Bungo Stray Dogs
by Rebecca Silverman,
How would you rate episode 29 of
Bungo Stray Dogs (TV 3) ?
You may think that the most terrifying thing about the great Russian novels is their length or sheer number of characters, and in the real world, you could be right, but in Bungo Stray Dogs, the scariest thing about them is their author. At least, that's the case for Fyodor Dostoyevsky, author of Crime and Punishment and The Brothers Karamazov, among other classics of the late 19th century. Other antagonists in the series have been alarming or clever, but over the space of this very strong episode, Dostoyevsky proves himself to be far more than those small words encompass. He's a master manipulator, and he's not without what he sees as compassion or mercy – what's scary is that he only sees death as the ultimate expression of both of those things, and as a compassionate and merciful man, he has no choice but to grant it to those he encounters. Dostoyevsky is operating by his own special moral code, and not only does he not care if it doesn't conform to yours, he has ways of making you believe in it, too.
All of this is further evidence of the fact that original series author Kafka Asagiri is well-versed in the works and lives of the authors who make up the characters in the story. In the case of Dostoyevsky, his group, Rats in the House of the Dead, is a reference to his semi-autobiographical tale of his time in a Siberian prison camp, House of the Dead, published in 1862. (It was serialized between 1860-62, but that's when the compiled edition came out.) Apart from being Leo Tolstoy's favorite Dostoyevsky work, the philosophical novel details the experiences and spiritual rebirth of its main character as he comes to understand the evils of incarceration and physical punishment as a tragedy for all of humanity and the countries that use them. This, coupled with the fact that Dostoyevsky was given a false execution in 1849 before being sent to Siberia, makes the character's stance that death is the ultimate mercy a reference to the distaste expressed for other modes of punishment. This is most clearly seen in the way Dostoyevsky treats the unnamed teenager who is a member of Ace's team – the boy is kind to him, tells him his hopes and terrible past history as a victim of first human trafficking and then Ace, is the last person left alive after Dostoyevsky has wiped out Ace's men (or rather, convinced them to wipe themselves out)…and is killed at the last. Any other character in this show, including Mori, would have offered the boy a second chance at life. Dostoyevsky thinks that the only true escape for him is death.
Ace himself may also be a reference to another of Dostoyevsky's works, specifically The Gambler, a short 1866 work published right after Crime and Punishment inspired by Dostoyevsky's own gambling addiction. (In fact, the novella was intended to pay off gambling debts.) Dostoyevsky's own preferred game was roulette, which we see potentially referenced in the card game he plays with Ace for his life, although of course he's really playing in order for Ace's – although Ace doesn't realize it, the moment he stepped into the room he was gambling for his life against Dostoyevsky's ability and intelligence, a sort of Russian roulette that his own overweening pride did not allow him to recognize.

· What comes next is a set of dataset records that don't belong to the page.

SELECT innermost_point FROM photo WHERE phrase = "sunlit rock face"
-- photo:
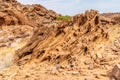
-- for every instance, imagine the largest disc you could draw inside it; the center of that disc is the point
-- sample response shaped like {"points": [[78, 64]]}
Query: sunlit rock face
{"points": [[12, 38]]}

Essentially Dostoyevsky himself is the embodiment of his most famous work: he sees crime and metes out punishment. That he clearly doesn't see himself as doing anything wrong is alarming, especially because he's going after all other ability users in Yokohama, both the Mafia and the Agency…and presumably the remains of the Guild as well. That he's teamed up with Nathaniel Hawthorne, as we saw at the end of season two, feels like a reference to the punishment dealt out in The Scarlet Letter to Hester Prynne, or rather, the self-satisfaction of those who inflicted it, as Dostoyevsky himself is at risk of becoming just such a character.
Sometimes a good villain can really make a show. Bungo Stray Dogs is perfectly good on its own, but Dostoyevsky might just be the character it needs to be even better.
Bungo Stray Dogs is currently streaming on Crunchyroll.